Он осуждающе посмотрел на музыкантов. Мод читала осуждение во всех глазах, щеки ее горели, как всегда, она думала: «Боже мой, зачем? Зачем?» Но стоящая рядом Франс, пенистая и трехцветная, выказывала все признаки радости, она отбивала заранее такт, смычок она держала, отставив мизинец, как будто это была вилка.
— Вы мне обещали женщин, — сказал Гомес.
— Да! — огорченно согласился Матье. — Не знаю, что произошло: на прошлой неделе в это же время все столики были заняты и, клянусь вам, тут были женщины.
— Это из-за текущих событий, — тихо сказал Гомес.
— Безусловно.
События; для каждого — свои: для них там тоже существуют «события». Они сражаются, прижавшись спиной к Пиренеям, их лица обращены к Валенсии, к Мадриду, к Таррагоне; но и они читают газеты и думают обо всем этом кишении людей и оружия за их спиной, и они имеют свою точку зрения на Францию, Чехословакию, Германию. Он заерзал на стуле: рыба подплыла к стенке аквариума и посмотрела на него круглыми глазами. Он заговорщицки ухмыльнулся Гомесу и неуверенно сказал:
— Люди начинают понимать.
— Они совершенно ничего не понимают, — возразил Гомес. — Испанец может понять, чех тоже, может быть, даже немец, потому что они в деле. Французы над схваткой; они ничего не понимают, они только боятся.
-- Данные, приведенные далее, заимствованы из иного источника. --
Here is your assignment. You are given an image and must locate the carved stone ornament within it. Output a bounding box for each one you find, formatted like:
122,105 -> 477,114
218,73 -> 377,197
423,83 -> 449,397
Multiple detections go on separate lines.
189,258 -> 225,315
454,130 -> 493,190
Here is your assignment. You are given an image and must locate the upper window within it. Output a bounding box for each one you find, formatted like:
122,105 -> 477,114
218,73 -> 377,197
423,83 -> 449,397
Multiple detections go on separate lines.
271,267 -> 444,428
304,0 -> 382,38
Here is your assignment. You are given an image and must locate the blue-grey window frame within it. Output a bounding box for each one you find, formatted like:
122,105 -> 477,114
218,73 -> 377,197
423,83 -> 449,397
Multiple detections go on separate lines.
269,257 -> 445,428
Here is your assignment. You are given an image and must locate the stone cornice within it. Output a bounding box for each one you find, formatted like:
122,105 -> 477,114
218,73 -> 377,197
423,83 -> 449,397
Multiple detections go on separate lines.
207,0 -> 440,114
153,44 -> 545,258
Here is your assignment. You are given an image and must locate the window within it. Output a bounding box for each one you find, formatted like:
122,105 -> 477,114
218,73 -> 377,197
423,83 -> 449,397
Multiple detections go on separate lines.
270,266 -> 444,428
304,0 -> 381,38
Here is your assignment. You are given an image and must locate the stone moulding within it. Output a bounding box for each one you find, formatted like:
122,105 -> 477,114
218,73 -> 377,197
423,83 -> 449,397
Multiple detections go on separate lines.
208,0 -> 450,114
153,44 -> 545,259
Матье почувствовал себя уязвленным, он живо возразил:
— Их нельзя в этом упрекать. Мне терять нечего, и меня не так уж расстраивает перспектива ввязаться в войну: ничто меня не держит. Но если сильно чем-то дорожишь, думаю, не так уж легко перескочить от мира к войне.
— Я это сделал за час, — проговорил Гомес. — Думаете, я не дорожил своей живописью?
— Вы — другое дело, — сказал Матье. Гомес пожал плечами.
— Вы говорите, как Сара.
Они замолчали. Матье не так уж уважал Гомеса. Меньше, чем Брюне, меньше, чем Даниеля. Но он чувствовал себя перед ним виноватым, потому что тот был испанец. Матье вздрогнул. Рыба у стенки аквариума. А он чувствовал себя французом под этим бесстрастным взглядом, французом до мозга костей. Виноватым. Виноватым французом. Ему хотелось сказать ему: «Но черт возьми! Я был за вмешательство в войну в Испании». Но вопрос был не в этом. То, чего он желал, в счет не шло. Он был француз, и ничего бы не дало, выпади он из числа других французов. Я был против вмешательства в испанские дела, я не посылал оружия, я перекрывал границы волонтерам. Он мог либо быть прав вкупе со всеми, либо виноват так же, как этот метрдотель и геморроидальный господин, пьющий «Виши».
— Как это ни глупо, — сказал он, — но я почему-то думал, что вы придете в форме.
Гомес улыбнулся:
— В форме? Вы хотите видеть меня в форме?